Comme chaque année vient de paraître la liste des mots nouveaux qui font leur entrée dans le Larousse et le Robert. Ils sont 150 à venir cohabiter avec les 65 000 locataires déjà dans la place. Dans le même temps où la Palme d’Or récompense les meilleurs films à Cannes, les mots nouveaux qui le méritent ont droit au Pissenlit d’honneur des couvertures Larousse (1).


Cette année, l’intelligence artificielle se taille la part du lion (2). Merci au Québec qui nous convainc d’adopter hypertrucage en lieu et place de deepfake. Le truquage désignait en 1872 le falsification des œuvres et objet d’art. Il s’est ensuite démocratisé au point qu’on a bientôt pu truquer toutes sortes de trucs.

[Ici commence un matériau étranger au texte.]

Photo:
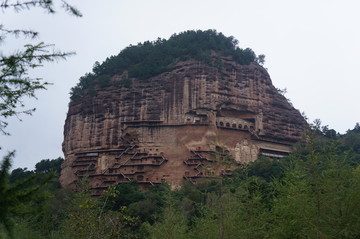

Heureusement on peut désormais débunker c’est-à-dire démontrer la fausseté d’un truc.

Dans la même domaine nous allons devoir désormais prompter. Et vite ! Car l’intelligence artificielle a promptement besoin que nous lui adressions des requêtes en langage naturel pour nous répondre doctement. C’est une première étape. Les prochains progrès seront d’obtenir des réponses alors même qu’on n’aura rien demandé. C’est ce qu’on observe déjà dans la téléphonie.

La dépathologisation était attendue de longue date (3). Ne plus considérer comme pathologiques et donc nécessitant des soins, les personnes LGBT ne va malheureusement pas être unanimement accepté sur la planète. Si vous êtes une tiktokeuse neuroatypique en periménopause et en précarité menstruelle, vous serez rassurée de savoir que vous entrez désormais dans le dictionnaire (4). N’en abusez pas tout de même…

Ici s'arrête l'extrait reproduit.